In the postwar era, the Fed has reduced short-term interest rates by an average of 5.5 percentage points during easing cycles associated with recession. The required stimulus in the next recession could necessitate large-scale asset purchases of nearly $5 trillion to overcome the monetary limitations of the zero bound. Such a policy action could result in negative Treasury yields.

To immunize against the global contagion of negative rates, the Fed is intentionally overheating the U.S. economy in the hope of pushing inflation above its 2% target rate. Once inflation approaches some undefined rate, perhaps 2.5%, the Fed likely will reverse course and lift rates above today’s levels, creating another set of risks.

Additional accommodation this late in the business cycle is likely to push asset prices higher, just as in 1998, when the Fed cut rates by 75 basis points (a basis point is one-hundredth of a percentage point) during the Asian crisis, only to reverse course nine months later by raising short-term rates to the cycle high. Just as Fed accommodation inflated the internet bubble then, asset inflation associated with stimulative policy at this point in the cycle is likely to have a similar impact.

Chairman Powell has been clear that the Fed will go for broke, doing whatever is necessary to keep the expansion going.

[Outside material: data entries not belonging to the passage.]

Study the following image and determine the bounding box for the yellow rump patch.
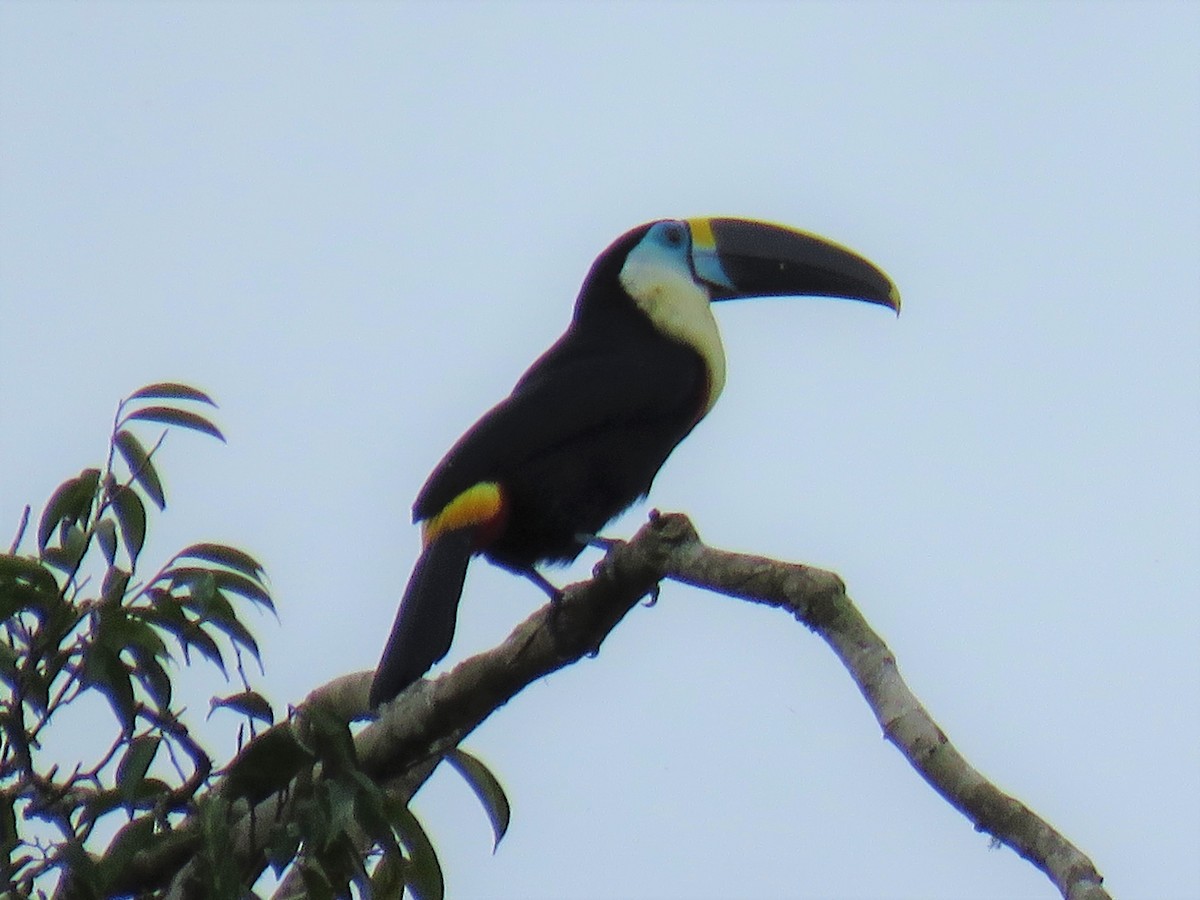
[421,481,504,546]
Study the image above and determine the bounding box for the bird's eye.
[662,222,686,247]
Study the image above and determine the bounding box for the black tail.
[370,528,475,709]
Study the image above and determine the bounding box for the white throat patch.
[620,252,725,415]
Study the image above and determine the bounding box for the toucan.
[370,218,900,708]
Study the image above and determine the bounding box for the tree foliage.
[0,383,496,899]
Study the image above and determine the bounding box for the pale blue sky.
[0,2,1200,899]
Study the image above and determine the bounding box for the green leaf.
[92,516,116,565]
[0,553,60,620]
[371,851,406,898]
[42,521,88,575]
[163,565,275,612]
[391,800,445,900]
[128,382,216,407]
[176,624,228,674]
[222,724,316,804]
[110,486,146,563]
[113,428,167,509]
[445,748,512,852]
[100,565,130,604]
[121,407,224,442]
[175,544,263,582]
[37,469,100,550]
[84,642,136,733]
[210,691,275,725]
[130,644,173,712]
[94,815,155,896]
[116,734,162,811]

Most likely, a quarter point next week will be followed by another half percentage point before year end.

The real problem leading to the depressed yield curve can’t be solved by the Fed, short of the remote possibility of an overt policy to increase inflation well above 2%. This problem is the product of structural changes within the economy that have reduced growth potential relative to the past 50 years.

Demographics play an important role. Not only is an aging population creating an acute labor shortage, but the opioid crisis and failures in education and job training are limiting the supply of skilled labor.

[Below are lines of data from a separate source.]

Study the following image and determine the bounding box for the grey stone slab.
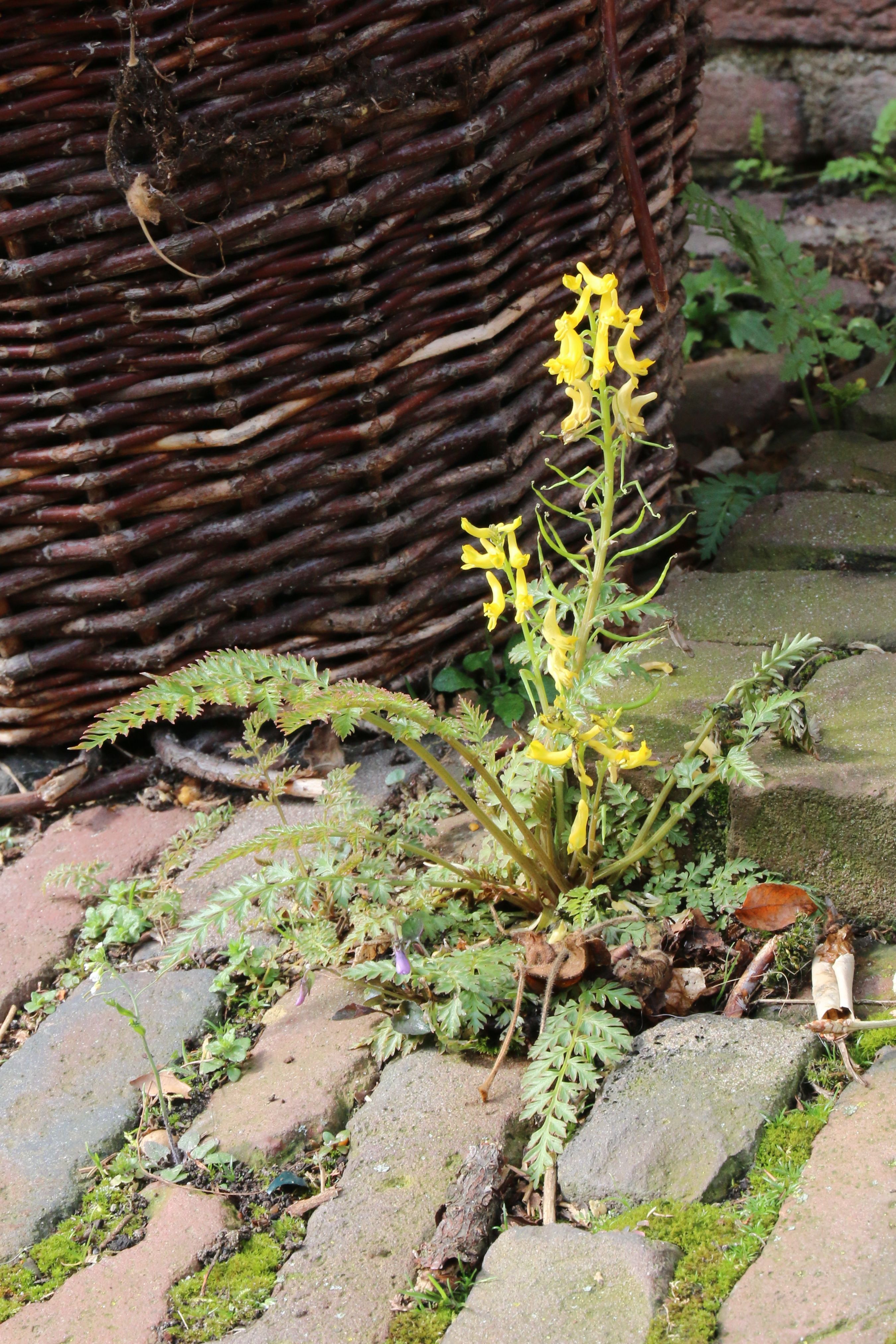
[0,970,220,1261]
[661,570,896,659]
[713,490,896,571]
[846,383,896,439]
[779,430,896,494]
[443,1223,681,1344]
[728,652,896,919]
[234,1050,523,1344]
[719,1050,896,1344]
[558,1013,815,1204]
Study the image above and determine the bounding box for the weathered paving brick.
[558,1013,815,1206]
[728,650,896,919]
[0,970,220,1261]
[234,1050,521,1344]
[719,1050,896,1344]
[0,805,192,1021]
[445,1223,681,1344]
[0,1185,230,1344]
[184,972,380,1161]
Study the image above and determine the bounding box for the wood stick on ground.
[721,934,778,1017]
[480,962,525,1105]
[541,1162,558,1227]
[0,1004,19,1040]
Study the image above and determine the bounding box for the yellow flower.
[461,515,523,540]
[525,738,572,765]
[544,323,588,383]
[482,572,504,630]
[615,308,654,378]
[567,798,588,854]
[613,376,657,435]
[508,519,529,570]
[541,598,575,653]
[560,378,594,444]
[513,572,533,625]
[461,543,504,570]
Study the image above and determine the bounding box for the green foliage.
[165,1219,294,1344]
[520,980,638,1183]
[731,112,787,191]
[594,1102,832,1344]
[0,1164,146,1321]
[691,472,778,560]
[432,635,556,728]
[818,98,896,200]
[685,183,889,427]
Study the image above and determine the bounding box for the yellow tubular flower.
[567,798,588,854]
[513,570,533,625]
[461,543,504,570]
[615,308,654,378]
[560,378,594,444]
[508,519,529,570]
[525,738,572,765]
[613,376,657,435]
[482,572,504,630]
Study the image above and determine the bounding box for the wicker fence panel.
[0,0,705,743]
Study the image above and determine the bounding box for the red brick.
[180,972,379,1161]
[0,1185,228,1344]
[693,60,805,163]
[707,0,896,51]
[0,804,192,1020]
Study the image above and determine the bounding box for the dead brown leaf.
[735,882,815,933]
[128,1069,192,1097]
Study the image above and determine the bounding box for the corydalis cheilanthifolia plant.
[85,265,818,1180]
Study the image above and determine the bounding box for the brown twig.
[480,962,525,1103]
[0,1004,19,1040]
[600,0,669,313]
[539,947,569,1035]
[721,934,778,1017]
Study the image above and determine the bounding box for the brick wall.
[695,0,896,167]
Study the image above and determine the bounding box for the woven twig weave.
[0,0,705,743]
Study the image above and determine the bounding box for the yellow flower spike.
[508,523,529,570]
[525,738,572,765]
[513,570,533,625]
[598,285,629,327]
[615,308,655,378]
[461,546,504,570]
[482,571,505,630]
[560,378,594,444]
[569,261,619,294]
[613,382,657,435]
[541,598,575,653]
[567,798,588,854]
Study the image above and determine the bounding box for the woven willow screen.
[0,0,705,743]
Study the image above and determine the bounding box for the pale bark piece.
[719,1048,896,1344]
[232,1050,524,1344]
[177,972,380,1161]
[0,805,193,1021]
[0,1185,232,1344]
[443,1223,681,1344]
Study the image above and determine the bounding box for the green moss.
[167,1218,302,1344]
[388,1307,457,1344]
[594,1102,830,1344]
[0,1176,146,1321]
[849,1027,896,1069]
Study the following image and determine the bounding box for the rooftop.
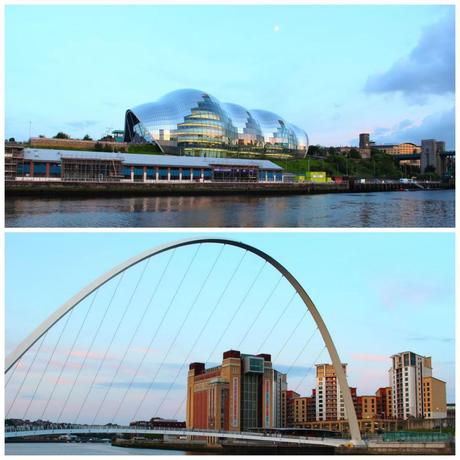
[24,148,283,171]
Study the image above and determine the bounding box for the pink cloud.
[350,353,390,363]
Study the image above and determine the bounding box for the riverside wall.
[5,180,447,197]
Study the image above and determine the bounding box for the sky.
[5,232,455,423]
[5,5,455,149]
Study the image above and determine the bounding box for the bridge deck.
[5,426,351,447]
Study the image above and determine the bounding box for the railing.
[5,423,349,445]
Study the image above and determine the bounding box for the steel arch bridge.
[5,237,363,445]
[5,425,350,447]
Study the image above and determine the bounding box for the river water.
[5,442,196,455]
[5,190,455,227]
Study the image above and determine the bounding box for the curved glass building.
[124,89,308,157]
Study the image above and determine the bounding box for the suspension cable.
[168,249,248,417]
[134,244,225,418]
[58,270,128,420]
[285,327,319,374]
[273,311,307,361]
[112,249,176,423]
[35,291,97,421]
[128,243,201,420]
[206,261,267,363]
[294,345,327,393]
[5,359,21,388]
[238,275,284,349]
[257,290,297,354]
[91,258,151,425]
[154,251,247,417]
[6,331,48,418]
[73,272,126,425]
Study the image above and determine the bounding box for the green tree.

Without growth in supply-side contributors including labor, capital, and other forms of investment, and increased demand associated with a faster-growing, younger demographic, the real neutral rate—or the Fed’s sweet spot to maintain economic output—is likely to remain low and may even fall into negative territory. The depressed neutral rate is limiting the power of policy makers to stimulate demand without risking significantly higher inflation and financial instability.

The simplest way to avoid recession and the associated negative rates would be a rapid increase in the supply of labor, aided by education, job training, and solutions to address the blight of opioids. A rational immigration initiative could quickly offset the risks of a slowing economy by providing more workers to fill open jobs. Two million new workers could raise output potential by 2% or more. This would push the neutral rate higher by stimulating economic growth while increasing tax revenue due to the rapid growth in personal income.

The Fed’s current policy of anticipatory and preemptive rate cuts likely will lead to unsustainably high asset prices and increased financial instability. This can only make the next downturn worse. If the U.S. continues down the current policy path, we will find out that the Fed’s cure for avoiding a near-term recession and negative interest rates may ultimately make the disease worse.






Scott Minerd is co-founder and global chief investment officer of Guggenheim Partners, and a member of the Board of Overseers of the Hoover Institution.